Israël : la Cour suprême exige des explications du ministre de la Justice sur les nominations judiciaires
Jérusalem, 19 février 2026 (TPS-IL) — La Haute Cour de justice israélienne a émis jeudi un ordre conditionnel exigeant du ministre de la Justice, Yariv Levin, qu'il explique pourquoi il refuse de coopérer avec le président de la Cour suprême, Yitzhak Amit, pour procéder aux nominations judiciaires clés. Cette décision intervient dans un contexte de retards dans le remplissage de postes judiciaires critiques, que les détracteurs estiment paralyser de plus en plus le système juridique israélien.
L'ordre a été rendu suite à une requête de l'Institut Zulat pour l'égalité et les droits de l'homme, qui soutenait que le refus de Levin de travailler avec Amit enfreignait ses devoirs en tant que ministre de la Justice et entravait le bon fonctionnement du système judiciaire israélien. L'affaire est examinée par un panel de trois juges de la Haute Cour : Ofer Grosskopf, Alex Stein et Yechiel Kasher.
« La requête concerne deux questions principales : l'évitement de la coopération du ministre de la Justice avec le président de la Cour suprême depuis son entrée en fonction, et son refus d'exercer certains pouvoirs, y compris la nomination de présidents de tribunaux, de vice-présidents et de juges au Comité des libérations conditionnelles », a déclaré le juge Grosskopf lors de l'audience. « Les pétitionnaires estiment que sa conduite est illégale. »
Levin a soutenu qu'il ne pouvait pas coopérer car, selon lui, la nomination d'Amit comme président de la Cour suprême n'est pas légalement finalisée. Le ministre a affirmé que la signature du Premier ministre manquait à la lettre de nomination et que les procédures formelles n'avaient pas été achevées.
L'avocat Hagai Kalai, représentant l'Institut Zulat, a rejeté l'argument de Levin comme étant non pertinent. « Toute la ligne d'argumentation basée sur la présence ou l'absence d'un président est sans importance pour l'exercice des pouvoirs », a déclaré Kalai. « Il n'y a pas de vide gouvernemental. Nous constatons que le ministre de la Justice, dans certains cas, coopère selon ses propres considérations. »

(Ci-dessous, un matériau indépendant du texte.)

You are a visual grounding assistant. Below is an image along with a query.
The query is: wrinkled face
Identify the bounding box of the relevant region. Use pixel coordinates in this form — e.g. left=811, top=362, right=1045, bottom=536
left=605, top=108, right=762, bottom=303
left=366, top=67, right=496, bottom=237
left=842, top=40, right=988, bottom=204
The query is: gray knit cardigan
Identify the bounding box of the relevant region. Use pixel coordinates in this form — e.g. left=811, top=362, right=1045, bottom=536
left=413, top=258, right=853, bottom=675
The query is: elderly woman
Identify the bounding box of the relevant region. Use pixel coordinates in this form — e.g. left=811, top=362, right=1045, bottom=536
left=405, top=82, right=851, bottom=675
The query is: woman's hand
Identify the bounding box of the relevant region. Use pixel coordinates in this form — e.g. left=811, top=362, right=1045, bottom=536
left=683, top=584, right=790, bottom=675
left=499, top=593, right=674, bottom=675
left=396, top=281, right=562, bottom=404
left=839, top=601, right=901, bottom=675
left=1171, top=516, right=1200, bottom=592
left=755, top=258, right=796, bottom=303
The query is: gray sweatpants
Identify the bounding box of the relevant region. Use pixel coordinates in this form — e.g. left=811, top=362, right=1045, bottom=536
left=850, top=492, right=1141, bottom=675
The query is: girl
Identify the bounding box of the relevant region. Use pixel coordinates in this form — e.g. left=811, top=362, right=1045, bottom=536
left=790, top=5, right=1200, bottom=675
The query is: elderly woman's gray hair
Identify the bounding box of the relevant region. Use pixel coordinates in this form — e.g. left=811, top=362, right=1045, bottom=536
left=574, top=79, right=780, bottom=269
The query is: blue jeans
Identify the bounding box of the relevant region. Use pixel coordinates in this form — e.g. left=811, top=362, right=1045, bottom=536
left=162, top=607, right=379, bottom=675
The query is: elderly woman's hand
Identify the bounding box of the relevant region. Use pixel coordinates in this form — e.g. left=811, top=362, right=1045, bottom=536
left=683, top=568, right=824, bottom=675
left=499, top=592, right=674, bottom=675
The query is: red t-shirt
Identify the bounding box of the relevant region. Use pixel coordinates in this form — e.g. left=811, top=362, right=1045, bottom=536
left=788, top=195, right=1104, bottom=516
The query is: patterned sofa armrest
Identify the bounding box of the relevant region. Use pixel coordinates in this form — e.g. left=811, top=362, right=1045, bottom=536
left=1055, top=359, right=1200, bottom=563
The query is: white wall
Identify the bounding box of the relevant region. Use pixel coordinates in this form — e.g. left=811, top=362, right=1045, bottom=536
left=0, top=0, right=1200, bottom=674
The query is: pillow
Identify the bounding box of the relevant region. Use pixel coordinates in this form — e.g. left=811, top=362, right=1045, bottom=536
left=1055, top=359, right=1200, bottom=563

Le juge Grosskopf a noté que même si le refus de Levin est présenté comme une coopération sélective, il mine néanmoins le fonctionnement des tribunaux. « Un poste par intérim est qualifié pour exercer les pouvoirs du président », a-t-il dit. « Ce n'est peut-être pas un boycott, mais un choix sélectif de coopérer ou non. »
L'ordre de la Haute Cour exige que Levin fournisse une explication écrite de ses actions d'ici le 8 mars. Les juges ont souligné que cet ordre est nécessaire pour garantir que le président de la Cour suprême puisse exercer pleinement ses pouvoirs et que les nominations à tous les postes judiciaires se déroulent sans délai supplémentaire.
Cependant, Levin a signalé sa résistance à la directive de la cour. S'exprimant lors d'une conférence à Jérusalem plus tôt cette semaine, il a déclaré : « Quiconque pense que les choses se dérouleront comme prévu se trompe. Nous n'abandonnerons pas et nous continuerons à travailler pour restaurer la démocratie et l'égalité. Nous attendrons et verrons. Je ne veux pas annoncer à l'avance toutes les actions que j'ai l'intention de prendre. »
Selon la loi israélienne, le ministre de la Justice préside le Comité de sélection judiciaire et est responsable de sa convocation lorsque des postes judiciaires deviennent vacants. Selon le bureau du procureur général, environ 44 postes judiciaires sont actuellement vacants, et 21 autres devraient s'ouvrir d'ici la fin de l'année, portant le total à environ 65, sans compter les nouveaux postes créés dans le cadre des budgets récents. Sans nominations, les affaires s'accumulent, les audiences sont retardées et les justiciables attendent plus longtemps pour obtenir justice.
L'ordre du jour controversé de réforme judiciaire du gouvernement comprend la capacité de la Knesset à passer outre certaines décisions de la Haute Cour, la modification de la manière dont les conseillers juridiques sont nommés dans les ministères gouvernementaux, et la restriction de la capacité des juges à appliquer le principe juridique de « raisonnabilité ».
L'initiative a été gelée avec la formation d'un gouvernement d'unité nationale suite à l'attaque du Hamas le 7 octobre. Mais le gouvernement a depuis repris ses efforts.
Les partisans de la réforme judiciaire affirment vouloir mettre fin à des années de dépassement du pouvoir judiciaire, tandis que les opposants décrivent les propositions comme antidémocratiques.